People are usually well-meaning when they ask how your baby is sleeping. There are generally, but not exclusively, three kinds of people who ask:
The (normally babyless) Revellers: will usually ask you for gory details of sleepless nights, and feast on the morbid notion of relentless fatigue, safe in the knowledge that they’ll be getting a full eight hours that night.
The Backhanded Braggers: will usually ask you purely so they can ram down your throat the fact that their baby sleeps for 16 hours straight, changes his own nappies and is already speaking conversational Mandarin.
The Comrades in Arms: will usually ask you how your baby is sleeping to share in solidarity with their own hellish nights. Often identified by purple circles around their eyes, espresso in hand and a general air of parental desperation.
For the most parts, our nights are still scattered with broken sleep. Occasionally now we get a little oasis of a 4 hour stretch and we think that we’ve cracked it, that the 2am and 4am and 4:45am milk parties are now at a finish but alas, 24 hours later we’re half-awake, bleary eyed and wondering if there will ever come a time where we get more than a couple of hours sleep in one go.
Last night was another painful one, though it started deceitfully well.
After waking and grizzling at 2:30am, Pablo managed to stay half asleep through a feed.
Getting cocky, I pushed my luck and changed his nappy as slowly and gently as I could.
Miraculously, he stayed sound asleep. Victory.
I lowered him back into his cot as lightly as resting a balloon on a bed of nails.
I turned to launch the nappy into the bin, before glancing back down at the crib to see two blue eyes staring back at me.
Two blue eyes staring at me with a patient, yet knowing gaze that said ‘As soon as your back touches that mattress, I will scream until I’m the colour of that glass of Shiraz you thought would be a good idea earlier. Make your move, mother.’.
Suddenly I’m in a hostage situation with an eleven week old.
Inevitably, the further I reclined back down to my waiting bed, the whimper that started to creep out of my son’s mouth gradually worsened to a raucous cry.
Sit up; silence. Lay down; intensifying noise.

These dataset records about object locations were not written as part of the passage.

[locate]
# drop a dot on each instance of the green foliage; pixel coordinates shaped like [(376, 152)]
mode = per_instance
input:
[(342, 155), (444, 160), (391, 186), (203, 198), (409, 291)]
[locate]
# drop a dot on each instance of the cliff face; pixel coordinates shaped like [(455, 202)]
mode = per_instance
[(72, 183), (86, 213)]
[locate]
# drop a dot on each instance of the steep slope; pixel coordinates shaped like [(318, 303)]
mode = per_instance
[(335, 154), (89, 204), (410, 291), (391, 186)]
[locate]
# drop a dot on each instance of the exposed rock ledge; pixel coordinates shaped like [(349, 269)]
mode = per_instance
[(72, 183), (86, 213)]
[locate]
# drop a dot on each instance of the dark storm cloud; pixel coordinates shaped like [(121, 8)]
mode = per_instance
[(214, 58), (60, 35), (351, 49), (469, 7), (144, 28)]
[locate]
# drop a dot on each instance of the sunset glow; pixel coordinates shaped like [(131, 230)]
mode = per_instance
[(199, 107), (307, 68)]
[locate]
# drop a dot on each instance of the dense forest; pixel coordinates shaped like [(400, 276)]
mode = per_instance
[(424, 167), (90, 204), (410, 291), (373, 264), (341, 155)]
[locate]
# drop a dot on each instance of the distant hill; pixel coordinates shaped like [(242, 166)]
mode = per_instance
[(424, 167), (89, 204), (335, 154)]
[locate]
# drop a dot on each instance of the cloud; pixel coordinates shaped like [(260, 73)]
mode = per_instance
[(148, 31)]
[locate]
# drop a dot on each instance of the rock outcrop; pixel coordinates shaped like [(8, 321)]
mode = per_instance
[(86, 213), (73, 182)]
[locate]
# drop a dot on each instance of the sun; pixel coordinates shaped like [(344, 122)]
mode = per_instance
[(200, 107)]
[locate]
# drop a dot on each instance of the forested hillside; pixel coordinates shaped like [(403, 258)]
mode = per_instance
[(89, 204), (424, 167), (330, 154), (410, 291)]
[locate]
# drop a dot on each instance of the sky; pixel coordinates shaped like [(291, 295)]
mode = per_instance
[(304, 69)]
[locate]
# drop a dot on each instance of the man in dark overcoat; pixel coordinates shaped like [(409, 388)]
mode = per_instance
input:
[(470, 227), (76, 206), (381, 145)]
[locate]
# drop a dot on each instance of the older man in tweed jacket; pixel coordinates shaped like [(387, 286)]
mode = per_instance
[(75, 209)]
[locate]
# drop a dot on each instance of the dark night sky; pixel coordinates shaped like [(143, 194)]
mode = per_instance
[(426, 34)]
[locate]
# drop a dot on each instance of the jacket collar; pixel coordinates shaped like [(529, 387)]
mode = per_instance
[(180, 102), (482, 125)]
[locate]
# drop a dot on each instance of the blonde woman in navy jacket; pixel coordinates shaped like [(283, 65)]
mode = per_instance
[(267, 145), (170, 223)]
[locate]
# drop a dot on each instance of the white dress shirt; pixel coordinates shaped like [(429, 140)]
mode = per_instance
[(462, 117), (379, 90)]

The hostage-taker was making his demands.
I looked next to me at Sam’s deeply slumbering frame and contemplated moderate ‘accidental’ violence to wake him up. Not so he’d get up or take over or let me go back to sleep, purely for some company.
If Trump ever gets his tiny hands on that big red button and we’re all turned to ash, Sam is going to sleep right through it.
I was in this alone.
That’s an unexpected truth about doing the night feeds solo: you don’t realise how lonely and quiet the world seems when it’s just you and an inconsolable baby.
Another, perhaps slightly more expected truth : you will develop a new and unique hatred for your partner. Not forever, and indeed seldom dangerous to your relationship in the long haul, but in the dark, milk-sodden no-mans-land between 1am and 6am, you will glare at that sleeping soul you once loved so dearly and frankly, hate them a little bit for not waking at every single baby grizzle and snuffle like you do.
(Don’t worry chaps, no hard feelings - between the hours of 8am and 1am.)
Fear not, this disdain usually dissipates by around 7:30am, when the first coffee hit tricks your system into thinking it has more tolerance and energy than it actually does.
Eventually, I got Pablo down to sleep with the help of a dummy and white noise, a godawful, staticky sound that is genuinely used as a method of torture in some countries.
It's a cruel irony that the noise that gets your baby to sleep is only marginally less stressful than the sound of him crying.
We repeated the whole process at 3:45am and 4:50am and 5:30am before giving up and accepting that it just wasn't our night.
Of course, it’s hard; nobody ever said having a new baby is an easy time.
In the early days, I hallucinated with exhaustion. At one point, I saw a soldier crouched down by the bed, as if the cast of Saving Private Ryan saw my floor-drobe as the perfect camouflage, concealed under a H&M maternity top. I talked gibberish and fell asleep sitting up while I was feeding Pablo. It wasn’t easy. Nowadays, it often does still feel that even matchsticks would snap under my eyelids, but for the most part I know that it won’t last forever.
That’s one thing I’d tell expectant mothers; when it feels like you absolutely can’t do it, you still ARE actually doing it. You’re still sitting there feeding or winding or changing or soothing your baby. You absolutely can do it.
Whether it’s boiling frog syndrome or just grit and determination; you just keep going even when it’s tough. In all walks of life, really; just keep swimming.
And try to refrain from accidentally-on-purpose kicking your other half in the nuts while they sleep; chances you’re going to need them on top form to handle some of the seventy four nappy changes that tomorrow will bring.